Limitations: Recording mode is only available for browser automation; desktop automation requires manual macro creation.
3. Accompanying Tools
Anything-LLM
What it is: A universal AI application for creating context from documents.
Features:
- Allows you to use any documents as context for the LLM
- Integrates with various LLMs and vector databases
- Allows you to create custom AI agents without code
- Supports local models compatible with llama.cpp
Application: Creating specialized agents for working with documents and automating related tasks.
Comparison of PC Automation Tools
Tool | Developer | Automation Type | Availability | AI Integration |
---|---|---|---|---|
Browser-use | Open-source | Browser | Open source | GPT, Claude, local LLMs |
Skyvern | Skyvern-AI | Browser | Open source | Various LLMs |
GPT-4V-Act | Open-source | Browser | Open source | GPT-4V |
Claude Computer Use | Anthropic | Desktop/Browser | API (paid) | Claude 3.5 Sonnet |
Computer Use Tool | OpenAI | Desktop/Browser | ChatGPT Pro subscription | GPT-4o |
OmniParser V2 | Microsoft | Desktop/Browser | Open source | Various LLMs |
Magma | Microsoft | Desktop/Robots | Research | Proprietary multimodal model |
UI Vision RPA | UI.Vision | Desktop/Browser | Free software + API for Anthropic | Anthropic Claude |
Features and Differences
Browser Tools
- Browser-use focuses on accurate identification of interactive elements on web pages
- Skyvern uses a multi-agent architecture for comprehensive automation
- GPT-4V-Act emphasizes visual recognition and numerical markup of elements
Desktop Tools
- Claude Computer Use and Computer Use Tool work as virtual users who "see" the screen
- OmniParser V2 allows you to turn any LLM into an agent that understands the UI by tokenizing screenshots
- Magma extends capabilities to the physical world through robots
- UI Vision RPA combines traditional RPA methods with AI integration
Recommendations for Choosing a Tool
For automating web processes:
- Browser-use — if you need accurate and reliable work with web page elements
- Skyvern — for complex multi-step processes with changing interfaces
For automating desktop applications:
- Claude Computer Use or Computer Use Tool — for interactive work with the GUI without programming
- OmniParser V2 — if you have access to various LLMs and want maximum flexibility
- UI Vision RPA — when you need cross-platform automation with AI elements
For research tasks:
- Magma — if you are interested in advanced capabilities for working with both digital and physical interfaces
Conclusion
Multimodal LLMs for PC automation offer a revolutionary approach to performing tasks on a computer. Unlike traditional RPA tools, they "see" and understand the interface like a human, making them flexible and resistant to changes.

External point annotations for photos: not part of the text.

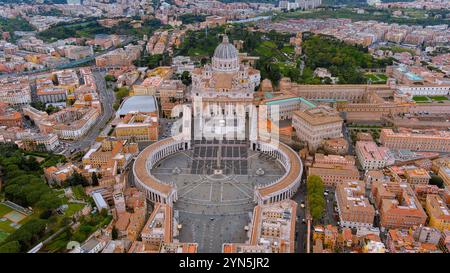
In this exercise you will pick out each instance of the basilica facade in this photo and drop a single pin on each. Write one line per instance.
(225, 82)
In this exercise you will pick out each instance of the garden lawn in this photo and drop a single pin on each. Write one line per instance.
(4, 210)
(3, 235)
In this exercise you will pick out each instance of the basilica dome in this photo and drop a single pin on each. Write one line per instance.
(226, 58)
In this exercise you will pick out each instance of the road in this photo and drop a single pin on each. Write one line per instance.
(300, 227)
(70, 64)
(107, 99)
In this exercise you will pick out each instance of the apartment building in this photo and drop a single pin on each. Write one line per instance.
(158, 228)
(416, 140)
(15, 90)
(316, 124)
(354, 208)
(332, 174)
(334, 159)
(398, 205)
(137, 127)
(9, 117)
(372, 157)
(272, 230)
(438, 212)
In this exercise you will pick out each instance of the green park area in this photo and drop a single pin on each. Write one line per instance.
(10, 221)
(277, 58)
(88, 28)
(316, 200)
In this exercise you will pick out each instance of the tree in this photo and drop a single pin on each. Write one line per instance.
(10, 247)
(114, 233)
(316, 201)
(437, 180)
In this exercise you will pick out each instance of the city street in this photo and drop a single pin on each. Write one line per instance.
(107, 99)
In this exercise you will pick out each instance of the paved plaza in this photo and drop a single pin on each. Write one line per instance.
(215, 207)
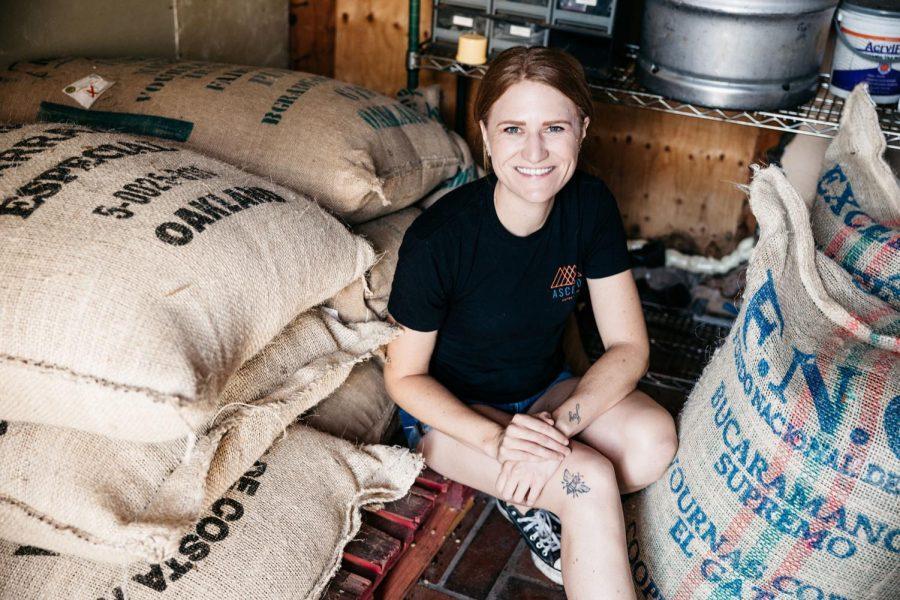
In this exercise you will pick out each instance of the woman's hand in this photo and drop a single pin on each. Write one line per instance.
(521, 483)
(531, 438)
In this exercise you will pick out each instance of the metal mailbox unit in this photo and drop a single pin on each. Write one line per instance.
(505, 34)
(536, 9)
(587, 15)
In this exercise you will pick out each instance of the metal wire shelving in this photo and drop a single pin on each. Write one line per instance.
(819, 117)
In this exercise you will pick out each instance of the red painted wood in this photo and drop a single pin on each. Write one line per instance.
(372, 551)
(348, 586)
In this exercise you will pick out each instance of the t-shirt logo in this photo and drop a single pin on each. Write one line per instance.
(566, 283)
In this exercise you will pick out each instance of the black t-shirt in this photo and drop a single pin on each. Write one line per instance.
(500, 301)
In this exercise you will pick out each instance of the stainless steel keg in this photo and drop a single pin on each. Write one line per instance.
(742, 54)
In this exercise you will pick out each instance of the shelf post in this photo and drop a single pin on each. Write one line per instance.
(412, 52)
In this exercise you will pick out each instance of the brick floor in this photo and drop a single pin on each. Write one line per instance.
(484, 559)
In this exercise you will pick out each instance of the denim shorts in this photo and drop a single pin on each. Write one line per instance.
(415, 430)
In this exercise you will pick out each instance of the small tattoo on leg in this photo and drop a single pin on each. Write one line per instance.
(574, 484)
(575, 415)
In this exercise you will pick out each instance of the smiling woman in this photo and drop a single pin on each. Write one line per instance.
(485, 280)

Current trends indicate that development is moving towards creating universal agents capable of automating a wide range of tasks both in the browser and in desktop applications. Technology giants (Microsoft, OpenAI, Anthropic) are actively developing this area, and in the coming years, we will likely see even more powerful and accessible tools.
For practical application, a rich selection of tools with varying levels of complexity and capabilities is already available, from open libraries to integrated solutions with commercial LLMs.